その博物館移転に尽力されたのが、館長の高林千幸さん。蚕糸学会の会長でもあり、シルクの世界ではとても有名な方。そして、とても熱っぽく製糸の歴史を語ってくださったのでした。(時々、オヤジギャグも入れながら・・・)
さて、その熱血解説とともに、展示の一部を紹介します。
まずは入り口から。
昭和11年に当時の平谷村から岡谷市になった記念で描かれたオカヤの絵が飾られています。本物は収納庫にあり、ここにあるのはレプリカ。製糸の岡谷として栄えたころの様子が描かれています。

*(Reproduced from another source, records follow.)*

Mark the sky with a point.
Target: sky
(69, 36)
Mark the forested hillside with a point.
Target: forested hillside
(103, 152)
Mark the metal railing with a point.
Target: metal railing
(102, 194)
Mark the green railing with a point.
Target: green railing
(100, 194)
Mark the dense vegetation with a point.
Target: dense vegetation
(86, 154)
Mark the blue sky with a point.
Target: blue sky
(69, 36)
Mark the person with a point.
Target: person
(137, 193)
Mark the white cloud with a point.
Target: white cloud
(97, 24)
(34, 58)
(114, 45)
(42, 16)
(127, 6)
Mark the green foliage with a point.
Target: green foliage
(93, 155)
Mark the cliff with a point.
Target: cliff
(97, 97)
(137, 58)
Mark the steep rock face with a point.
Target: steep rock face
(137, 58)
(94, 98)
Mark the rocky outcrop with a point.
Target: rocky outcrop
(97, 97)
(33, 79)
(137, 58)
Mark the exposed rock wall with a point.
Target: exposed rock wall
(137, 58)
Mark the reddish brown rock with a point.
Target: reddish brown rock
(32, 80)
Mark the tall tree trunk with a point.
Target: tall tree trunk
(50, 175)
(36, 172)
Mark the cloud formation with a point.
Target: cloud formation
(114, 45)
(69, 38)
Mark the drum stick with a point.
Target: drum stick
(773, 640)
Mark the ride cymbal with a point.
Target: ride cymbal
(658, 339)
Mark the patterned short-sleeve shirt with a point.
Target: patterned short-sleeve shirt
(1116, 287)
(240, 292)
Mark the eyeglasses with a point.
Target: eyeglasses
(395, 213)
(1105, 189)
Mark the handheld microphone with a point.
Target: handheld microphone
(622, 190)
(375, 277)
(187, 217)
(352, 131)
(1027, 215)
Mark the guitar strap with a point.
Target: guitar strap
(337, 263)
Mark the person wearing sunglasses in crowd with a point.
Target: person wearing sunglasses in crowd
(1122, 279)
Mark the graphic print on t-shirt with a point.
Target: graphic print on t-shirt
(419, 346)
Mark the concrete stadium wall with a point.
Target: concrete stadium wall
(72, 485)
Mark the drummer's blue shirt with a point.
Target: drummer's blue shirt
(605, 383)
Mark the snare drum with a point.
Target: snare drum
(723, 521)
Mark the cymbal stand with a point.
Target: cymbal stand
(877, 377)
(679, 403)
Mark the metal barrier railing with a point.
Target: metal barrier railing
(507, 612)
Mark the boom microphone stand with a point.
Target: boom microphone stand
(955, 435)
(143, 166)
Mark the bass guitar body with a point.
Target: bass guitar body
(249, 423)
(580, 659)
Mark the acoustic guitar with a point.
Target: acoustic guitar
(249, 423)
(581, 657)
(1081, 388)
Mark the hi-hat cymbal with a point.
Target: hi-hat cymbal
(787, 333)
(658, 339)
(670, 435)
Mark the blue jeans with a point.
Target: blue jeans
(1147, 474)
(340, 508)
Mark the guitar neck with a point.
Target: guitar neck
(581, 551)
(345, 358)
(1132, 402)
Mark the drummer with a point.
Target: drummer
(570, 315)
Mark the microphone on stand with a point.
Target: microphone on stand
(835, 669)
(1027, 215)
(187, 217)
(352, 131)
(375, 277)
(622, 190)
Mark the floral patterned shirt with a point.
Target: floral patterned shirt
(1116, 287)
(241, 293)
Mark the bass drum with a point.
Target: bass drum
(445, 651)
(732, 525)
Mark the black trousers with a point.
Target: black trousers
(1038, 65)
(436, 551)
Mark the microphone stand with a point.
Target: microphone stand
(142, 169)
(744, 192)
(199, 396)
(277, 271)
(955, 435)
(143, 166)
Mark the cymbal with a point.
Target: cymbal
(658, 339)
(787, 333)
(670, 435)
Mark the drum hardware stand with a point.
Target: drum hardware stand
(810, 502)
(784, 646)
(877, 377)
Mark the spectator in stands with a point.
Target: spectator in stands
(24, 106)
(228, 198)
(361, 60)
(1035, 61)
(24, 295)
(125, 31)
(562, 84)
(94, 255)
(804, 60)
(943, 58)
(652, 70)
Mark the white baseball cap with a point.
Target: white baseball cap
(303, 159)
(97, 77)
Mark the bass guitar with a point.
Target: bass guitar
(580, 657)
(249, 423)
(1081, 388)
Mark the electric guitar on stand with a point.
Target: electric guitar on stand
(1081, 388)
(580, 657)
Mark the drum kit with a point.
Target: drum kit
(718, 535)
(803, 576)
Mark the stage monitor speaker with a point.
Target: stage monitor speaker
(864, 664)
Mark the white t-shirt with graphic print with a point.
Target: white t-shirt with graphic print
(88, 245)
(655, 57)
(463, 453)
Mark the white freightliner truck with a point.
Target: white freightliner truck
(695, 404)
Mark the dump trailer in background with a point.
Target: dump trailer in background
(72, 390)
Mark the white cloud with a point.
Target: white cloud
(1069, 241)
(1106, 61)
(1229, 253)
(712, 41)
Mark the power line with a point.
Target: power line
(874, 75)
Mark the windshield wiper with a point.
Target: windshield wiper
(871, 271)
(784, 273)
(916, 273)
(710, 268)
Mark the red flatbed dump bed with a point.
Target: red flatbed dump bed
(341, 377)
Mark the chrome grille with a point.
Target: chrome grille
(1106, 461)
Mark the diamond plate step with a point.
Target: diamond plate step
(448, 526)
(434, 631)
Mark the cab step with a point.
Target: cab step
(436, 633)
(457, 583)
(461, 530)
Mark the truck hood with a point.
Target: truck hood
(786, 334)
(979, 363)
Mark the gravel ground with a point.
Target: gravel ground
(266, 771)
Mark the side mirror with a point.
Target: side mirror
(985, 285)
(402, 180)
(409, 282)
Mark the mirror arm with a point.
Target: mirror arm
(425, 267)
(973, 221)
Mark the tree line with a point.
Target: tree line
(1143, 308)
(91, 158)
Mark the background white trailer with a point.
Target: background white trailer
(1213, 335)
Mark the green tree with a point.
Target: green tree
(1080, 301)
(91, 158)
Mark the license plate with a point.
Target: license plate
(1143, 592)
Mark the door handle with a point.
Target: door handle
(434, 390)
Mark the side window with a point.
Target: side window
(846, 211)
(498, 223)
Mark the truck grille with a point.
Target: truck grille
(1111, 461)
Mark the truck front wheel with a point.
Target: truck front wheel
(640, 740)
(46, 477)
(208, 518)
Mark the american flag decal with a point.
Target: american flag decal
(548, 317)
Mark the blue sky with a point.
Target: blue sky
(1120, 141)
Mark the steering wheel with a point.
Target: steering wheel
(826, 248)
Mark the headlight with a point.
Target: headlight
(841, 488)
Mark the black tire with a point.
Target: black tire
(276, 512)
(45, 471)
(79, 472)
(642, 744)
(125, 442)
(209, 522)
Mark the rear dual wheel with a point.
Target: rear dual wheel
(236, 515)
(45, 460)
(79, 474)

製糸は明治時代から昭和初期まで、日本の近代化に貢献した大産業でしたが、全国の11%を岡谷で生産していた時代がありました。諏訪湖から豊富な水が使えたこともあり、約200の製糸場があったそうです。生糸や燃料を運ぶための鉄道も明治39年に開通。製糸の相場を伝えるために、いち早く電信電話の設備もひかれたそうです。
当時の人口、7万人のうち、製糸の工女さんは3万人と半数近く。
一つの村だった地域が短期間に急激に産業化が進み、人口が増え、発展した例は近代史の中でも珍しいことだそうです。
さて、注目の富岡製糸ですが、実はそこで稼働していた古い機械は岡谷蚕糸博物館にあります。(富岡にあるのはレプリカです)
それは、官製だった富岡製糸場の創業を引き受け、創業停止後も施設の維持に尽力した片倉家のおかげであります。
片倉家は岡谷発祥の製糸家。昭和14年に富岡製糸と合併し、昭和62年に操業停止した後も、建物は壊さず、売却せずと頑張ったおかげで、いまの世界遺産につながるわけです。年間の維持費は1億円!
(年表)
この年表のうち、三代片倉兼太郎さんが近代製糸の歴史を伝えるため富岡製糸場などの製糸機械などを収集し、昭和18年に上諏訪に「懐古館」を建設し、展示していました。それが昭和33年に地元である岡谷市に寄贈され、この博物館のスタートとなった訳です。
3代目の収集がなければ、貴重な機械は廃棄されていたはず・・・この博物館もなかったはず。そう思うと感謝しないといけませんね。
このほか入り口には岡谷の製糸業を支えた銀行家、黒沢鷹次郎の銅像もありますのでお見逃しなく。
と、ようやく博物館の中に入った次第です。